Here’s how annuities work

An annuity is a contract between an individual and an insurance company, and can be used to help increase savings, protect your savings, or generate a stream of income. Annuities can be either fixed* or variable.

With fixed income annuities* your balance is safer than variable annuities because the insurance company assumes the investment risk. They are guaranteed1 to earn a fixed rate of interest, and can provide a stream of income for the rest of your life or for a set period of time.

Variable annuities2 do not guarantee a rate of return and may carry a higher degree of risk because they can invest in stocks, bonds, or money market securities. The investment performance is based on the portfolios chosen by the owner. The investment return of variable annuities can fluctuate.

Guarantees are based on the claims-paying ability of the issuer.

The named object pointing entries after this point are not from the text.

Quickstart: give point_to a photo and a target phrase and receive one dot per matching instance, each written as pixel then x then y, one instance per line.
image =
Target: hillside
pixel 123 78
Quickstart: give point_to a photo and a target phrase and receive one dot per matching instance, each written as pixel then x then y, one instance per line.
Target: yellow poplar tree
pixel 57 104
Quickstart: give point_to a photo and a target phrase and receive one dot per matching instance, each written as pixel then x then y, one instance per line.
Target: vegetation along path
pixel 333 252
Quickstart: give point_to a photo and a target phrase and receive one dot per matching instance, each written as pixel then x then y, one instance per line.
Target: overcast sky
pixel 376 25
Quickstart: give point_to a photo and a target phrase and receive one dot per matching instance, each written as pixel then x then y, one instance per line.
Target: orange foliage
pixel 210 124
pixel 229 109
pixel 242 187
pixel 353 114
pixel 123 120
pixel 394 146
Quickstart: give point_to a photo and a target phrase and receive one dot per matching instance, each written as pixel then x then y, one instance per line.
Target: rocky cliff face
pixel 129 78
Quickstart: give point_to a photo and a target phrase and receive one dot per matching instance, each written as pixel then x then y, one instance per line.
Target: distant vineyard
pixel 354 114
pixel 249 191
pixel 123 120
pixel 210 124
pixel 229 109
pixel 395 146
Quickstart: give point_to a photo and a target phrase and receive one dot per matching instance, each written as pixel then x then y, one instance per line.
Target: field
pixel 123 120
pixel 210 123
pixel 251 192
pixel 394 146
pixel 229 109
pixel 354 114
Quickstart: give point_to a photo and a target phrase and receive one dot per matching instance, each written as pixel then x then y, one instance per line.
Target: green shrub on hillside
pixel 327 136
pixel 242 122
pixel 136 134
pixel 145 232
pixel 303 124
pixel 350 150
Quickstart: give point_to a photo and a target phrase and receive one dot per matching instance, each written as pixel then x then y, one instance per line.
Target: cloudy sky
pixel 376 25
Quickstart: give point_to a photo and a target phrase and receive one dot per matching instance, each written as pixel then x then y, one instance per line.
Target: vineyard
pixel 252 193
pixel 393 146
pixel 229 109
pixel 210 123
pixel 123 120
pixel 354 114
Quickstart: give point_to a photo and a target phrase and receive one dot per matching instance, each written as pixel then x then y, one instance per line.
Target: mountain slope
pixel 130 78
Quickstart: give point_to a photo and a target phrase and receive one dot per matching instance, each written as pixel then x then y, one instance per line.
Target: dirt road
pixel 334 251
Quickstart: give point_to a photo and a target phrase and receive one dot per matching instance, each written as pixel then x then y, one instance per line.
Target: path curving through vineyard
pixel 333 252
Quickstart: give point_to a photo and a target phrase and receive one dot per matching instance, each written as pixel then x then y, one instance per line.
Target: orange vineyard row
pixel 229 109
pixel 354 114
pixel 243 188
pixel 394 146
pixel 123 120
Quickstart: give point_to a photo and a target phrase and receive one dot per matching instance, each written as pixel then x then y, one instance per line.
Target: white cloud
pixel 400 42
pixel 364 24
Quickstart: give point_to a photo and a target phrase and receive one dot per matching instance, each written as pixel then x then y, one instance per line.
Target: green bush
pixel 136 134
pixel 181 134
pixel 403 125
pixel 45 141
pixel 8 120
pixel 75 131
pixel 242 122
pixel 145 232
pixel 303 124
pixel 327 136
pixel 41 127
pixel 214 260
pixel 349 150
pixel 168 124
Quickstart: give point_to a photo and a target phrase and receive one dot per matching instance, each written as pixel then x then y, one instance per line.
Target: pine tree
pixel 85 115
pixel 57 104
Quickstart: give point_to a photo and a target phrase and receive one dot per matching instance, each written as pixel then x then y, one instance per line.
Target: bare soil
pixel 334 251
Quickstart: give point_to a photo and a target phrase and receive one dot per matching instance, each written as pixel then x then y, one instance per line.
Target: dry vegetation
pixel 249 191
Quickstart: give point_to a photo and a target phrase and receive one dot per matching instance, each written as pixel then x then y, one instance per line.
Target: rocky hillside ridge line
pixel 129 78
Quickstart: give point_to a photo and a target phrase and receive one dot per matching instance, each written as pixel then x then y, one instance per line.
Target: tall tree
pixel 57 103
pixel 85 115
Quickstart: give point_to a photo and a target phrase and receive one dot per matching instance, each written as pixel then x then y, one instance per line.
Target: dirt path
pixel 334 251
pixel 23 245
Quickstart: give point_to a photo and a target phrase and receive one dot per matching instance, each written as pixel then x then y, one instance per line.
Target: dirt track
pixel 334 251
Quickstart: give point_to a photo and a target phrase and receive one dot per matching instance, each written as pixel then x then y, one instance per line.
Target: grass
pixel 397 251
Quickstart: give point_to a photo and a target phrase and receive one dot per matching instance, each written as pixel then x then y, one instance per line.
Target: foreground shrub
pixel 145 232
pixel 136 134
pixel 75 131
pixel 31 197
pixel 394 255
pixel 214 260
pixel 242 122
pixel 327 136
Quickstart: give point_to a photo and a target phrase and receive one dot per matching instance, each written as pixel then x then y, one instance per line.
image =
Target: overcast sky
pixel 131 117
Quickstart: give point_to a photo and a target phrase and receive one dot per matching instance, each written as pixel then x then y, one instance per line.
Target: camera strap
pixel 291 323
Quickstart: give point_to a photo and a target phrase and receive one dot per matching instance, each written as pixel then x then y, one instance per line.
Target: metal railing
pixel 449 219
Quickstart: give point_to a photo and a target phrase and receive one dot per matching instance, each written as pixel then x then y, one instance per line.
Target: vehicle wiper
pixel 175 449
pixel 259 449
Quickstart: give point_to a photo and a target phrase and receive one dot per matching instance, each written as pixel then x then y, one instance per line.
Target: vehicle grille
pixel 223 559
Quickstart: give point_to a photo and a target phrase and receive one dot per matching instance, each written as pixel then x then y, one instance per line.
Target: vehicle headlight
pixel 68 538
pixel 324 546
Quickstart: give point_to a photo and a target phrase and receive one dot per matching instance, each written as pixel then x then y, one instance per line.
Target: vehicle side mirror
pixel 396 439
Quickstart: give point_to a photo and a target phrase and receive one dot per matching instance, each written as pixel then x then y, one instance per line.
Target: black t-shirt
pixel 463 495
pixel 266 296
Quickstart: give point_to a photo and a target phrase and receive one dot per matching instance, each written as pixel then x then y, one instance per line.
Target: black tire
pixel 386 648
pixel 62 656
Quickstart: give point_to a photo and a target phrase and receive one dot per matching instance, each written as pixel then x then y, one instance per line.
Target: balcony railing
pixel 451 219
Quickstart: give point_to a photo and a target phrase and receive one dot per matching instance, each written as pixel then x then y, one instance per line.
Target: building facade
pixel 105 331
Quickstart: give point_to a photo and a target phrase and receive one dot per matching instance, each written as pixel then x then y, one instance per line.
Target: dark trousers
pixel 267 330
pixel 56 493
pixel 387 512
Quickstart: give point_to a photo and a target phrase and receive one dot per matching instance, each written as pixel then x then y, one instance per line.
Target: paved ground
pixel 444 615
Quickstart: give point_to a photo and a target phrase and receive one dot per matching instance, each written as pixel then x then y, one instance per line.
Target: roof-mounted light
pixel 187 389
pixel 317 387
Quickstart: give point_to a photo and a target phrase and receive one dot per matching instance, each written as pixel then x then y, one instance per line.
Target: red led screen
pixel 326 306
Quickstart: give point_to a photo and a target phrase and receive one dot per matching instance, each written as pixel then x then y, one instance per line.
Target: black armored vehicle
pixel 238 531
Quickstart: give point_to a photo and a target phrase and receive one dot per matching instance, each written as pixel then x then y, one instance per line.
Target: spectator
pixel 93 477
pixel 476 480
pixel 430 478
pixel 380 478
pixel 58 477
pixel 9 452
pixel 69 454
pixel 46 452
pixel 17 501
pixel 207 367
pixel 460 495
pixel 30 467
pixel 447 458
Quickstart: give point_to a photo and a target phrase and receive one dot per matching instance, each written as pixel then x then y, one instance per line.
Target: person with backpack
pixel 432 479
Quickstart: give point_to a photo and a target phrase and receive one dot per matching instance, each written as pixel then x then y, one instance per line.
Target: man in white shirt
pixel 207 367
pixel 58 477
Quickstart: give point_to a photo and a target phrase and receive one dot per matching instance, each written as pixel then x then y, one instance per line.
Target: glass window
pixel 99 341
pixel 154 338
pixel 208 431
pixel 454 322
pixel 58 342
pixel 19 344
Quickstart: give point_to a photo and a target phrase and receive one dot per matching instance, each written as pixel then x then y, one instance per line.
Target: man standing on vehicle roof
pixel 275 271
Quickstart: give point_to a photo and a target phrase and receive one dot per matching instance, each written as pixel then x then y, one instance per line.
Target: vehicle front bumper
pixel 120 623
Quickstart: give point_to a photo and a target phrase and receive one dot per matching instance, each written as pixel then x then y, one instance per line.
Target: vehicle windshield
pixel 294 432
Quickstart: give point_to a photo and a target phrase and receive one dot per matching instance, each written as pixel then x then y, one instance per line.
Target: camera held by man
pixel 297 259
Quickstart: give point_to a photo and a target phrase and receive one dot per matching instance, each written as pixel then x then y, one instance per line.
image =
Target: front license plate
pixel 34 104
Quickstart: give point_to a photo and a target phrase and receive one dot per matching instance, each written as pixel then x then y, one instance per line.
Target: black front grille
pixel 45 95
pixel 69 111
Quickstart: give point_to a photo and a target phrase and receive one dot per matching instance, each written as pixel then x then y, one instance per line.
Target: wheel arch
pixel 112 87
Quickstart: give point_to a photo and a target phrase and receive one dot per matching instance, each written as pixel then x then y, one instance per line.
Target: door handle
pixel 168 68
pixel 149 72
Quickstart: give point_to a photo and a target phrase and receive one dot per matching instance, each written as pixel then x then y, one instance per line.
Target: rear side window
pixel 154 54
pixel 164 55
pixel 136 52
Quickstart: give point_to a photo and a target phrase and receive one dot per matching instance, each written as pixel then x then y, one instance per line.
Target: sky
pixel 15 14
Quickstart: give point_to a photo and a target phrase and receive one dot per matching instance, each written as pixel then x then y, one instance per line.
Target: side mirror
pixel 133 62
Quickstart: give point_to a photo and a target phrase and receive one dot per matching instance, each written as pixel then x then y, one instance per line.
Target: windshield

Annuity Features and Benefits



Lifetime Income

Income from an annuity may be paid out for your lifetime and then for the lifetime of your spouse.

Tax-Deferred Growth3

Tax-deferred compounding may result in faster growth of principal, interest, and tax savings.

Penalty-Free Withdrawals

Some annuities allow for tax-free withdrawals to cover healthcare costs or other hardships or emergencies.

Probate Avoidance

The annuity contract names a beneficiary and then usually allows the annuity to go directly to the beneficiary, avoiding probate.

Death Benefits

Some variable annuities provide a guaranteed death benefit and some fixed annuities* guarantee payment of the current contract value to the beneficiary at the time of death.